The trick is to look at what comes after the verb. If the noun is plural (apples, children, books), use "there are." If it's singular (a spider, one chair, a problem), use "there is."

This also applies to past tense:

  • Incorrect: There was several boats on the lake.
  • Correct: There were several boats on the lake.
Watch out in speech: In everyday spoken English, people often say "there's three apples" without thinking. That's fine in conversation, but in exam writing it counts as a grammatical error. Make the conscious switch to "there are" when writing.

Tricky Case 3: Compound Subjects

A compound subject is two or more nouns joined by "and," "or," or "nor." The rules differ depending on which conjunction you use.

Joined by "And"

Two subjects joined by "and" are usually plural:

  • Correct: Tom and Priya are working on the project.
  • Correct: The cat and the dog were asleep on the sofa.

Joined by "Or" or "Nor"

When subjects are joined by "or" or "nor," the verb agrees with the subject closest to it:

  • Correct: Either the teacher or the students are responsible.
  • Correct: Either the students or the teacher is responsible.
  • Correct: Neither the children nor the dog was to blame.
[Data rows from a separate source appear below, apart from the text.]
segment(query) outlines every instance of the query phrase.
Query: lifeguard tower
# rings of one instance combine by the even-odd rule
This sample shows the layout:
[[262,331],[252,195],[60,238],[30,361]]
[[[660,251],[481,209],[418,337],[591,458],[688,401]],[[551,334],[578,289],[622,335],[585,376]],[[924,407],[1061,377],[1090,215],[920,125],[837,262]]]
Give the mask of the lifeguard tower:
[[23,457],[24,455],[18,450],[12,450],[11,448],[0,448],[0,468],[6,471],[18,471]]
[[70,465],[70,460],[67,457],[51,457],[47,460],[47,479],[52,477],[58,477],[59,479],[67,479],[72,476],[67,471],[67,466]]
This feels odd at first, but the rule is consistent: with "or" and "nor," match the verb to whichever subject sits right before it.

Tricky Case 4: Collective Nouns

Collective nouns (team, class, family, audience, committee) refer to a group of people but look singular. In British English, you can treat them as either singular or plural depending on whether you're thinking of the group as a unit or as individuals.
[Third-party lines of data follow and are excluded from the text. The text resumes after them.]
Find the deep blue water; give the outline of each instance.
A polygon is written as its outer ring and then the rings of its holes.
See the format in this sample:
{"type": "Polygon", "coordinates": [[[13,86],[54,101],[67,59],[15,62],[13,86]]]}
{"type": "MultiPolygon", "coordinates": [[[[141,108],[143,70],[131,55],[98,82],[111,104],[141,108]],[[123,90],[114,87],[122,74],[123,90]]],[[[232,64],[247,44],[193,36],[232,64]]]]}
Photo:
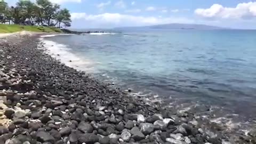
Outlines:
{"type": "Polygon", "coordinates": [[[122,31],[45,39],[86,61],[72,62],[81,69],[122,89],[157,95],[166,103],[197,102],[255,115],[255,30],[122,31]]]}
  • The class is going on a trip. (The class as one group.)
  • The class are packing their bags. (The individuals within the class.)

Both are correct. The important thing is to stay consistent. Don't write "The team is confident" in one sentence and "The team are worried" in the next.
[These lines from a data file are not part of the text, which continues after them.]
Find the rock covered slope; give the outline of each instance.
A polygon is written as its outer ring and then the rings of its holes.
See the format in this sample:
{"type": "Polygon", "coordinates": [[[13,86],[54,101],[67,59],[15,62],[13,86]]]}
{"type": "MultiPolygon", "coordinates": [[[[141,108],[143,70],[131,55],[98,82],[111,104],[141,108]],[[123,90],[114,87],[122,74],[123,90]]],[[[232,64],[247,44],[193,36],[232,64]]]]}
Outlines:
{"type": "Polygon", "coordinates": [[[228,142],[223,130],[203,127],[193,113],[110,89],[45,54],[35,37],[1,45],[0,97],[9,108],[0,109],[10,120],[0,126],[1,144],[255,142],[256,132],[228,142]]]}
If you're unsure, treating collective nouns as singular is the safer option in exams. It's less likely to be questioned.

Spot the Error Exercise

Five of the following ten sentences contain agreement errors. Find the five incorrect ones and correct them.

  1. The box of chocolates were sitting on the kitchen counter.
  2. There are twenty students in our class.
  3. Neither the twins nor their mother were at home.
  4. The flock of birds was circling overhead.
  5. There is too many people in this room.
  6. Ella and her brother walks to school every morning.
  7. The committee has made its decision.
  8. The colours of the sunset was extraordinary.
  9. Either you or Sam needs to speak to the teacher.
  10. The crowd were cheering loudly.

Answers:

  • 1. Incorrect. Subject is "box" (singular). Correct: The box of chocolates was sitting on the kitchen counter.
  • 2. Correct.
  • 3. Correct. (Verb matches "mother," the nearest subject.)
  • 4. Correct.
  • 5. Incorrect. Subject is "people" (plural). Correct: There are too many people in this room.
  • 6. Incorrect. "Ella and her brother" is a plural compound subject. Correct: Ella and her brother walk to school every morning.
  • 7. Correct.
  • 8. Incorrect. Subject is "colours" (plural). Correct: The colours of the sunset were extraordinary.
  • 9. Correct.
  • 10. Correct. (Collective noun treated as plural in British English.)

If you found four or five, your agreement skills are strong. If you missed several, practise the "cross out the prepositional phrase" technique until it becomes second nature.

A Quick Check for Exam Day

During your final proofreading pass, run through sentences that contain "of," "with," or "in" between the subject and verb. These are the likeliest hiding places for agreement errors. Also check every sentence starting with "there" to make sure the verb matches the noun that follows.

This takes about sixty seconds and catches the most common slip-ups. Agreement errors are small, but they're the kind of mistake that makes an examiner think the writer wasn't in full control.

Key takeaway: Subject-verb agreement errors hide behind prepositional phrases, "there is/are" constructions, and compound subjects. Find the true subject by crossing out extra phrases, then match the verb. In the exam, check any sentence with "of" or "there" during your final read-through.